Nada cobarde o enormemente incauta, proseguí mi lucha por la receta de las magdalenas. Esta vez, solo fui la directora. Una navaja, dos pelucas estrambóticas y dos máscaras de la película Scream. Con todo ello y con algo de chantaje emocional, Roi y Carlos simularon un atraco o, más bien, atracaron en la confitería no por hacerse con el dinero, sino con la receta.
—¿Qué desean? –preguntó la confitera boquiabierta.
—¿Alquilan aquí mujeres? –distorsionó su voz Carlos.
—Señor, lo más parecido a mujeres que vendemos son magdalenas –se dio la vuelta para mostrárselas.

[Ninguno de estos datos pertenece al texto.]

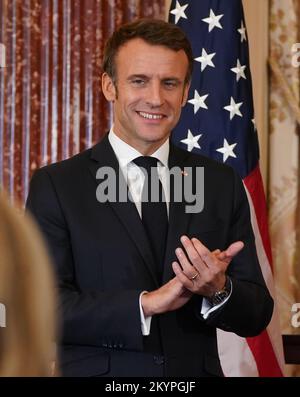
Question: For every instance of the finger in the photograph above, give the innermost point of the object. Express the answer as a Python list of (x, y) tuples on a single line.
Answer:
[(234, 249), (204, 253), (184, 262), (181, 276), (193, 255)]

Carlos aprovechó para colarse tras el mostrador y le puso la hoja de la navaja en la garganta. Ella quiso gritar, pero Carlos le tapó la boca.
—No grite, señora, danos la receta de las magdalenas.
—Yo vivo de esto, déjenme por caridad cristiana. Si se la doy, ¿qué como yo?
—Pues magdalenas, cruasanes y lo que venda. Mal te vendes, si luego no te lo comes lo que haces. Ahora, zorra, cállate y díctanosla –acercó aun más la navaja.
—Sí, sí, se la doy, pero no me mate… Medio kilo de harina, otro de azúcar, 6 huevos, levadura, 15 centilitros de aceite, ralladura de limón…
—Espere, señora –interrumpió Roi, quien apuntaba los ingredientes–, que aún voy por arina, ¿lleva tilde azúcar? Me he perdido. Repita, por favor.

Y repitió. De hecho, repitió la confitera mil veces la clave que diferencia esas magdalenas del resto de bollos industriales y de otros establecimientos donde el amor por la repostería es inversamente proporcional al apego a la máxima de rentabilidad. «Gracias, vieja decrépita. ¿Ha visto cómo hablando se entiende la gente? ¡Qué despiste! ¡Si le está sangrando el cuello! He debido de acercársela demasiado. Cuídese», exclamó entusiasmado Carlos. Objetivo logrado.

A decir verdad, al llegar a territorio galaico, descubrimos que la receta se había perdido. En otra fase de mi vida me habría enfadado con el mundo y conmigo misma, pero, a 54 días para morir, solo he sentido un pellizco, un pequeño empujón quizá. Estoy convencida de que la muerte estará revolviéndose en su tumba, porque la experiencia, el esfuerzo y las ganas de vivir no me las quita nadie.